Warum George W. Bush bei der Verfolgung der Bilanzierungsskandale befangen ist, erläutert der amerikanische Volkswirtschaftler Paul Krugman (Website) in einem Beitrag. Demnach war Bush 1989 in eine fingierte Transaktion, einen Scheinverkauf, beim Energiekonzern Harken verwickelt, in dessen Vorstand er damals saß. Knapp 1 Mio. Dollar konnte Bush damals durch Aktienverkäufe zur rechten Zeit einstreichen. "Vor dem Hintergrund dieser Geschichte - und einer anderen, ähnlich interessanten Geschichte aus Dick Cheneys Amtszeit als Vorstand bei Halliburton - könnte man sagen, dass diese Regierung wie keine andere qualifiziert sei, unternehmerische Bösewichte zu jagen. Schließlich verfügen Mr. Bush und Mr. Cheney auf diesem Gebiet über Erfahrungen aus erster Hand."

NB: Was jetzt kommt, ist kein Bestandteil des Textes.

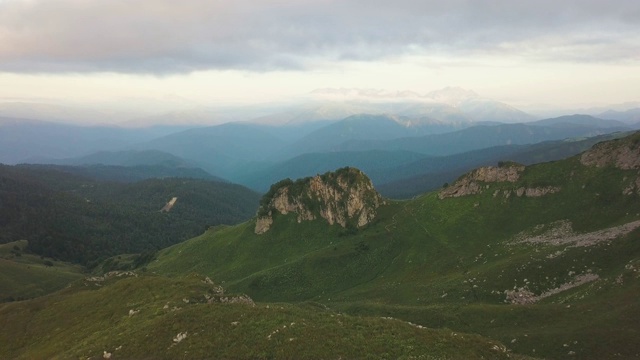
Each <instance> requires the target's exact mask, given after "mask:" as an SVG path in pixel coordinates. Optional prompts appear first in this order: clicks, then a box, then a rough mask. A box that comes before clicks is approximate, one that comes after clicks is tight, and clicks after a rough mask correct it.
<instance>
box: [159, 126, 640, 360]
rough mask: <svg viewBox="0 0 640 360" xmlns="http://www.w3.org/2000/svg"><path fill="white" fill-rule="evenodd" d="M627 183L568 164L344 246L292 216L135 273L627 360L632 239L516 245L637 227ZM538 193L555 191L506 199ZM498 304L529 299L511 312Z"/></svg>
mask: <svg viewBox="0 0 640 360" xmlns="http://www.w3.org/2000/svg"><path fill="white" fill-rule="evenodd" d="M638 137H639V136H638V135H633V136H632V137H630V138H627V139H625V140H623V141H626V142H632V143H634V144H637V142H638V139H637V138H638ZM636 177H637V170H621V169H618V168H614V167H611V166H605V167H595V166H585V165H582V164H581V163H580V161H579V158H578V157H574V158H570V159H567V160H562V161H556V162H550V163H544V164H538V165H533V166H530V167H527V168H526V170H524V172H523V173H522V174H521V177H520V179H519V180H518V181H517V182H515V183H510V182H501V183H486V184H483V185H482V186H483V192H482V193H481V194H476V195H469V196H464V197H458V198H447V199H442V200H441V199H439V198H438V196H437V193H429V194H425V195H424V196H422V197H420V198H417V199H415V200H411V201H404V202H390V204H389V205H387V206H385V207H382V208H380V209H379V215H378V217H377V218H376V220H375V221H374V223H372V224H370V225H368V227H367V228H366V229H364V230H362V231H359V232H357V233H355V234H350V233H347V232H345V231H343V230H342V229H341V228H340V227H337V226H334V227H331V226H328V225H325V224H324V223H323V222H321V221H312V222H303V223H297V221H296V218H295V216H293V215H288V216H283V217H279V220H278V221H276V222H275V223H274V226H273V227H272V230H270V231H269V232H268V233H266V234H264V235H262V236H258V235H255V234H253V225H254V223H253V222H252V221H250V222H247V223H244V224H241V225H239V226H236V227H227V228H216V229H212V230H210V231H208V232H207V233H205V234H203V235H202V236H200V237H198V238H195V239H192V240H190V241H188V242H185V243H183V244H179V245H176V246H174V247H172V248H169V249H167V250H166V251H164V252H162V253H160V254H159V257H158V259H157V261H155V262H153V263H151V264H150V265H149V267H148V268H149V270H150V271H153V272H157V273H159V274H167V275H180V274H184V273H186V272H188V271H198V272H201V273H203V274H207V275H209V276H211V277H212V278H213V279H214V280H215V281H220V282H222V281H224V282H225V285H226V286H228V287H229V288H230V289H232V290H233V291H240V292H246V293H247V294H249V295H250V296H252V297H253V298H254V299H256V300H258V301H290V302H300V301H315V302H320V303H323V304H327V305H328V306H331V307H335V308H338V309H342V310H344V311H346V312H348V313H351V314H367V315H378V316H394V317H398V318H401V319H404V320H407V321H411V322H415V323H419V324H422V325H427V326H431V327H448V328H451V329H455V330H456V331H467V332H475V333H479V334H482V335H485V336H489V337H492V338H495V339H498V340H500V341H502V342H504V343H508V344H509V345H510V346H511V347H513V348H514V349H515V350H516V351H518V352H522V353H526V354H529V355H532V356H544V357H550V358H563V357H566V356H570V355H575V356H578V357H581V358H609V357H613V356H615V354H620V356H623V357H632V356H636V354H640V345H637V341H635V340H634V339H636V338H637V336H638V334H639V333H640V325H638V323H637V321H634V320H633V319H636V320H637V319H638V318H640V317H639V315H640V305H639V304H638V303H637V301H635V300H634V299H637V297H638V295H640V280H639V277H638V271H640V241H639V240H638V239H639V237H640V230H638V229H636V230H633V231H631V232H629V233H627V234H626V235H621V236H618V237H616V238H615V239H614V240H611V241H600V242H594V243H593V244H591V245H590V246H574V245H576V244H575V243H572V244H564V245H553V244H551V243H549V242H547V243H542V244H528V243H518V242H517V241H516V240H517V239H521V238H524V237H526V236H534V235H541V234H545V233H551V232H553V231H556V232H558V231H560V230H562V226H563V224H564V226H565V228H566V227H567V226H568V227H569V230H571V231H572V232H573V233H577V234H583V235H584V234H590V233H593V232H596V231H599V230H602V229H610V228H612V227H615V226H619V225H623V224H627V223H630V222H632V221H636V220H639V219H640V201H638V200H639V196H638V194H637V193H633V194H629V195H624V194H623V189H625V188H627V187H629V186H630V185H632V184H633V183H634V181H635V179H636ZM549 186H551V187H557V188H559V191H557V192H555V193H551V194H547V195H544V196H541V197H526V196H521V197H518V196H517V195H516V192H515V191H516V190H517V189H518V188H531V189H534V188H544V187H549ZM507 193H508V194H509V196H506V194H507ZM565 230H566V229H565ZM567 231H568V230H567ZM569 235H570V234H565V236H564V237H565V238H566V237H568V236H569ZM591 238H595V239H601V238H602V235H601V234H597V233H594V234H591ZM596 275H597V276H596ZM581 279H587V280H585V281H584V283H583V284H581V285H579V281H580V280H581ZM576 283H578V285H579V286H578V285H576V286H572V284H574V285H575V284H576ZM509 291H519V292H517V293H516V294H515V295H514V296H516V298H517V297H518V294H524V295H527V294H529V295H531V296H534V297H535V296H538V297H540V299H539V301H537V302H536V303H535V304H528V305H518V304H511V303H510V301H509V299H508V292H509Z"/></svg>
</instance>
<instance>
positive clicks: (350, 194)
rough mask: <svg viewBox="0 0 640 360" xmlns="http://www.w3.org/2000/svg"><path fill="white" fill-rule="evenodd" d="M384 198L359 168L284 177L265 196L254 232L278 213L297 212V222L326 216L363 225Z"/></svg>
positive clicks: (270, 226) (336, 221)
mask: <svg viewBox="0 0 640 360" xmlns="http://www.w3.org/2000/svg"><path fill="white" fill-rule="evenodd" d="M382 202H383V201H382V198H381V197H380V195H379V194H378V193H377V192H376V190H375V189H374V188H373V184H372V183H371V180H369V178H368V177H367V176H366V175H365V174H364V173H363V172H361V171H360V170H358V169H355V168H343V169H339V170H337V171H336V172H328V173H326V174H323V175H317V176H314V177H312V178H306V179H301V180H298V181H296V182H293V181H291V180H284V181H281V182H279V183H277V184H275V185H273V186H272V187H271V190H269V192H268V193H267V194H266V195H265V197H264V198H263V200H262V202H261V205H260V209H259V210H258V218H257V220H256V227H255V233H256V234H263V233H265V232H267V231H268V230H269V229H270V228H271V225H272V224H273V221H274V216H276V215H277V214H282V215H286V214H289V213H294V214H296V215H297V220H298V222H302V221H308V220H315V219H317V218H323V219H325V220H326V221H327V222H328V223H329V224H331V225H333V224H339V225H340V226H342V227H347V225H348V224H351V225H354V226H356V227H362V226H364V225H366V224H368V223H369V222H371V220H373V219H374V218H375V216H376V209H377V208H378V207H379V206H380V205H381V204H382Z"/></svg>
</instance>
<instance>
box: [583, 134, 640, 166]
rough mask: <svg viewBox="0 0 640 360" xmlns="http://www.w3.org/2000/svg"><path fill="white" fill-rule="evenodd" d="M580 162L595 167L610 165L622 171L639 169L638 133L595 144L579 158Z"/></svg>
mask: <svg viewBox="0 0 640 360" xmlns="http://www.w3.org/2000/svg"><path fill="white" fill-rule="evenodd" d="M580 162H581V163H582V164H583V165H591V166H597V167H603V166H609V165H612V166H615V167H617V168H619V169H622V170H631V169H640V133H635V134H634V135H632V136H629V137H627V138H624V139H619V140H613V141H606V142H602V143H599V144H596V145H594V146H593V147H592V148H591V150H588V151H586V152H584V153H583V154H582V156H580Z"/></svg>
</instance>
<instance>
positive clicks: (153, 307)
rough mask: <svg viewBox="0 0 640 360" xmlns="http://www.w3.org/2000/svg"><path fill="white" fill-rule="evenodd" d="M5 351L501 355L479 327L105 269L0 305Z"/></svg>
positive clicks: (168, 354) (182, 355)
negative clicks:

Andrian Kreye kommentiert das Urteil des Supreme Court zu den Schulgutscheinen, anlässlich 40 Jahren algerische Unabhängigkeit erinnert Sonja Asal an den Algerienkrieg und seine in Frankreich fortdauernde Verdrängung, Jörg Häntzschel annonciert die Eröffnung von Daniel Libeskinds Imperial War Museum North (hier die Libeskind-Website und hier die des Museums) in Manchester, "kni" gibt Filmfest-Tipps von Clooney bis Bogdanovich, Matthias Drobinski weiß Neues vom abtrünnigen Zen-Pater Willigis Jäger, Theodor Ickler dokumentiert die immer noch steigerbare Verwirrung der deutschen Rechtschreibung anhand des neuen "Wahrig", und im Interview schildert das des Deutschen nicht mächtige amerikanische Dokumentarfilmduo D. A. Pennebaker und Chris Hegedus (Website) seine Erfahrungen beim Dreh von "Hier Strauß", einem Film über Franz Josef, der für seine Zuschauer wesentlich interessanter war, als für den Regisseur: "Am Ende habe ich mir den Film angesehen und gedacht: Kein schlechter Film, schade, dass ich keine Ahnung habe, worum es darin geht."

Besprochen werden die Ausstellung "!Avantgarden! 1910 bis 1930" im Münchner Haus der Kunst, der koreanische Kinoerfolg "Joint Security Area" von Chan-Wook Park, kunstgewerblichen Schrecken verbreitende Inszenierungen von Ionescos "Kahler Sängerin" und Handkes "Quodlibet" am BE, Aufführungen von Christoph Willibald Glucks "Iphigenie en Aulide" und Carl Maria von Webers "Euryanthe" beim Opernfestival von Glyndebourne, unter den Büchern eine Studie über Hofmannsthal - den Philologen, und Feridun Zaimoglu lauscht dem Koran als Hörbuch (siehe auch unsre Bücherschau um 14 Uhr).